Cord gave a nod and aimed the pickup towards the dark shape of the old terminal building. Headlights from another vehicle glittered in the distance.
*
The road rumbled beneath the wheels as Suresh pushed the vehicle as fast as he dared, guiding the high-sided transport through the sparse traffic on the northbound highway.
Marc shot a look into the cab, watching the lights along the road flash past.
‘How far?’ he asked.
‘Fifteen minutes away,’ said the driver. ‘I can’t push it any more than this.’
‘Right.’
Marc turned away, moving back into the rear compartment. The interior of the Fiat Ducato was half-minibus, half-troop carrier, with mil-spec gear racked on the walls and low benches for the OpTeam members to sit on. The members of Paladin were in their operational gear as Farrier moved among them, checking equipment and getting them ready.
Regis had stayed behind with the rest of the Rubicon team, having reluctantly given up her seat to Lucy. Lane, seated next to Marc’s partner, had not given either of them the courtesy of a look since they left the RAF base. The big guy, Pearce, rounded out their numbers.
Marc moved down the van, tugging on his armour vest to pull it into a more comfortable position. He tapped the wireless headset looped over his ear and spoke to the air.
‘Radio check. Ari, do you copy?’
‘Reading you,’ came the reply. ‘Five by five. Assim says the sat-comm net is coming into sync. We should have London in the loop in a moment, over.’
‘Brilliant,’ grumbled Lane, hearing the same through her headset. ‘We’re gonna have Welles playing armchair general, aren’t we?’
‘Keep the conversation on task,’ said Farrier, giving her a warning look.

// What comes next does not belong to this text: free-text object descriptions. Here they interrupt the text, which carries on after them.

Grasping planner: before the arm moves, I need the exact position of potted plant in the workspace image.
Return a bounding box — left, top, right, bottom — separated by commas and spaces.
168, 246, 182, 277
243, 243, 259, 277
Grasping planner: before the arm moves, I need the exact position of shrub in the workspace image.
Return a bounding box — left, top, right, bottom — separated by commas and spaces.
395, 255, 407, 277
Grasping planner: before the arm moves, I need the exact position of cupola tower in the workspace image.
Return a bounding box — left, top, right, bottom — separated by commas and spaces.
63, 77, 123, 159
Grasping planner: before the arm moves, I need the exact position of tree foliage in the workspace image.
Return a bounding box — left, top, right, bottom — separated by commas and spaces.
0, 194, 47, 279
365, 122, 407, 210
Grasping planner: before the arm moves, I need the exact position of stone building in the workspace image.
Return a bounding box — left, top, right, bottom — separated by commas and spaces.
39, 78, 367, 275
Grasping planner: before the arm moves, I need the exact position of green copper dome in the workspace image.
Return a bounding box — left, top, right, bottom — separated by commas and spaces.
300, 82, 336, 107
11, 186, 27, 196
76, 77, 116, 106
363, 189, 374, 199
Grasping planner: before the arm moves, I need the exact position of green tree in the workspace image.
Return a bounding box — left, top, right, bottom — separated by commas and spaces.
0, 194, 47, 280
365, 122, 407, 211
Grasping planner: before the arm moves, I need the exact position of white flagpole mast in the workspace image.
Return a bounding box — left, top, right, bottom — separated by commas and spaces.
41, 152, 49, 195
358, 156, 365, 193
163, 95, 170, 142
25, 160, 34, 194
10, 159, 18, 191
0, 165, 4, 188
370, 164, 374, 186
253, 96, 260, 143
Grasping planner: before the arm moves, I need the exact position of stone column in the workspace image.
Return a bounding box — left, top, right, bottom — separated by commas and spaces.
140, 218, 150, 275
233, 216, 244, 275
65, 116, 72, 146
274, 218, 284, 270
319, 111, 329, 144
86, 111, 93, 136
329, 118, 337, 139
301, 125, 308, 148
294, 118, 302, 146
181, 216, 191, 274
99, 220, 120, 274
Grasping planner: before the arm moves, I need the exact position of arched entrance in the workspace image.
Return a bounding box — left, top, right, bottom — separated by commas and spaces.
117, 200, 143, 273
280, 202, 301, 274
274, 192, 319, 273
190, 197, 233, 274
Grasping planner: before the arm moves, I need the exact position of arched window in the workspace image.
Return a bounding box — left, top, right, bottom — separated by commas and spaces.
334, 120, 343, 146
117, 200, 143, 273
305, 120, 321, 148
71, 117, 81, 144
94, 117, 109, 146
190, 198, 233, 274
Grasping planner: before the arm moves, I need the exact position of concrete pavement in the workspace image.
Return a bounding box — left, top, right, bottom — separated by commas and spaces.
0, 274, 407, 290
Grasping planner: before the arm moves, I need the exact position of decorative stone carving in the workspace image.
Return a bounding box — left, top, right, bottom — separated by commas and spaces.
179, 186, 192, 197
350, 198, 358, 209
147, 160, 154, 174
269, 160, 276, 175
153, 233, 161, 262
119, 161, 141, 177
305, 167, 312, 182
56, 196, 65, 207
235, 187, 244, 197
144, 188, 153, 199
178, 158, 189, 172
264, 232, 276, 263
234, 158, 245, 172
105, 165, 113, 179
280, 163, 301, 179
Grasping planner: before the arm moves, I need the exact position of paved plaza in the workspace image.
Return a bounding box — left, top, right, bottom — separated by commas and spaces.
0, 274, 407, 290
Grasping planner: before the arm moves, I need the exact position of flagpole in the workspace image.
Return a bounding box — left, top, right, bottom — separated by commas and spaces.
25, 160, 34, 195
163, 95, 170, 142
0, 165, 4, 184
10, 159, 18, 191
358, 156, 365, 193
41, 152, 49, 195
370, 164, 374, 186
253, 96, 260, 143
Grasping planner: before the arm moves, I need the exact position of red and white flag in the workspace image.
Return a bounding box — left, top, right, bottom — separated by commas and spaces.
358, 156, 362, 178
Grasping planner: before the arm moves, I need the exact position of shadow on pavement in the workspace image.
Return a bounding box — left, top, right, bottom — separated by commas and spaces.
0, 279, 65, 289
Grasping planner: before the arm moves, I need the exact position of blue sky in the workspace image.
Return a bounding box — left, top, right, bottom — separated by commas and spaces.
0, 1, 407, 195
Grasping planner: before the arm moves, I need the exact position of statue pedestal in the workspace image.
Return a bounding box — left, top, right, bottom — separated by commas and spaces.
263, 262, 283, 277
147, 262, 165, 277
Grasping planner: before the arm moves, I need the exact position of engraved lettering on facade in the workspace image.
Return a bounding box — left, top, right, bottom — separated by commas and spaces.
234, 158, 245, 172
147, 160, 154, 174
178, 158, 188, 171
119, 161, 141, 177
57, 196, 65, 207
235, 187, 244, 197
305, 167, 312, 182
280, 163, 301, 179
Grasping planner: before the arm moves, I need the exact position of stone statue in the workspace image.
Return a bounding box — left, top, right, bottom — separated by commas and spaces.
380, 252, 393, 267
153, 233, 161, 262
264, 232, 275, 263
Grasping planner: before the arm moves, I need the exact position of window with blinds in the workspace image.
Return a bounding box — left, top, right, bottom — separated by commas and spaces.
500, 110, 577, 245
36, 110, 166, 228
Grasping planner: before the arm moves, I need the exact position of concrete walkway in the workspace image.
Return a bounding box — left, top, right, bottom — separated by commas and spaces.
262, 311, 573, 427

He handed her an M4 rifle from one of the racks, and she deliberately lost herself in checking over the weapon. Farrier gave another of the carbines to Pearce, who did the same, and Marc waited, expecting the same.
Farrier made no move to arm them, and Marc frowned.
‘What about us?’
‘Let’s hold off on giving you live weapons for the moment,’ he replied, then changed tack before Marc could protest. ‘You’re positive about this location?’
‘I’m sure,’ Marc said firmly. ‘And I’m sure Six have their own people double-checking our numbers as we speak, so if you want to wait . . .’
‘Just bloody tell us,’ snapped Lane.
Marc had Assim’s projector gadget linked up to a digital tablet, and he used it to throw a video map onto the ceiling of the van.
‘The co-ordinates in Grace’s coded emails match up to this area.’
The map zoomed into an area in the middle of the island, right in the thickest part of the UN buffer zone.
‘How’d you get this?’ said Pearce, squinting at the image.
‘Rubicon code-breaking software combined with email traffic captures from GCHQ, via MI6,’ explained Marc. ‘A minor miracle of teamwork.’
‘Dark net comms aren’t as secure as everyone thinks,’ noted Farrier. ‘Good for us. Bad for her.’
Marc went on. ‘The meet is taking place at Nicosia Airport. It’s a former civilian airfield now turned over to the United Nations peacekeepers in-country. There’s an outpost there, a few helicopters on station. A token force.’
Lane held up a hand. ‘Are you taking the piss? You expect us to believe that Echo-One is conducting an arms deal in the middle of a military base?’
‘That’s a pretty ballsy move,’ said Pearce.
‘It’s what she was trained to do,’ Marc retorted. Once again, he had almost said her name before he caught himself. ‘Hide in plain sight.’ He pulled other data into the projection. ‘The broker she’s been dealing with has known connections to rogue elements in the Argentinian military, and guess which South American country happens to be providing a large portion of the UN forces in Cyprus right now?’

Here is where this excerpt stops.